When roads and pavements are designed they take into account parking, flow of traffic and anything that could block it.
I know because I work with engineers who design roads and parking whose plans have to be approved and meet strict guidelines by transport authorities and the council who typical own the roads. Unless its London where some roads are owned by TfL.
So your talking rubbish. On my road parking is done half on pavement and half on road as sign posted, further down where the road is wider its park on the road fully. This was designed to allow traffic to flow smoothly through thr difference in road widths and still enable people to park.
You and your engineer friends might be very smart, but you can't have travelled very far in the country at all if you've never encountered a residential road with room for traffic going in both directions, but which always has cars parked along one side, allowing traffic in only one direction at any one time.
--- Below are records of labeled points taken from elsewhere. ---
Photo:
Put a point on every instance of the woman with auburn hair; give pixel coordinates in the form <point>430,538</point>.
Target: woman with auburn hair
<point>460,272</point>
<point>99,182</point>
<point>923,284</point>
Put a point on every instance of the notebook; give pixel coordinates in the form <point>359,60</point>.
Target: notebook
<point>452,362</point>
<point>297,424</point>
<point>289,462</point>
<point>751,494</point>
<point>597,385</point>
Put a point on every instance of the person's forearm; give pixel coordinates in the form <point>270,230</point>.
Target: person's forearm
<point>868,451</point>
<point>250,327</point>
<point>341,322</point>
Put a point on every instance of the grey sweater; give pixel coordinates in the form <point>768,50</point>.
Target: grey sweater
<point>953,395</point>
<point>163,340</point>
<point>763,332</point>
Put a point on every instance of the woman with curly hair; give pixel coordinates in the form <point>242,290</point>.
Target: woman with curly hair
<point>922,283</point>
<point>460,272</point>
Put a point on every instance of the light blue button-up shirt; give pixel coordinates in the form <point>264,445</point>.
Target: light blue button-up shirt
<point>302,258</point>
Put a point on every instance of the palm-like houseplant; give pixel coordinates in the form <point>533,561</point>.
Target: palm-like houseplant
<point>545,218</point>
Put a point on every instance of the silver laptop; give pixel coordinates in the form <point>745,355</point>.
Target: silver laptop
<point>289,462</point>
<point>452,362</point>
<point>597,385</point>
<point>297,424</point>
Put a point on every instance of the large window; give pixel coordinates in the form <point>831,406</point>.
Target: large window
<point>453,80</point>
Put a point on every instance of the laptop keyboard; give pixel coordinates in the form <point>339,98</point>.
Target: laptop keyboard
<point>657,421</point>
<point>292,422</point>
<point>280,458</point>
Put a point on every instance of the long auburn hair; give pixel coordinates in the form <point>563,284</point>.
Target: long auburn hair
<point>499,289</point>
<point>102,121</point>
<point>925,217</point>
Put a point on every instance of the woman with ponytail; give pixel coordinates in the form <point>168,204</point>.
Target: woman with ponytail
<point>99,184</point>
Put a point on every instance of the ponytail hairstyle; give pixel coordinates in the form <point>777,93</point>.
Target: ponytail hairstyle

I've lived on one for nearly two decades, but I must still be wrong in believing my own eyes and experiences, eh, as I'm apparently talking rubbish....
You do realise, don't you, that there are a huge number of residential roads in this country which have been there for many, many years - long before your engineer friends (or their parents) were even born?
Even on your own engineer-designed road, it sounds very strange and nonsensical for them to have deliberately decided to put pavement along half of the section designed specifically for parking. By 'design', do you mean 'make the best of what's already there'? If so, there are tens of thousands of residential roads where there simply isn't space to allow for lots of on-street parking and free-flowing two-way traffic.
I fully realise that a great many people have nowhere else but the public road to park their cars. That's fine, but IF they didn't need to, a whole load of roads would flow much more freely.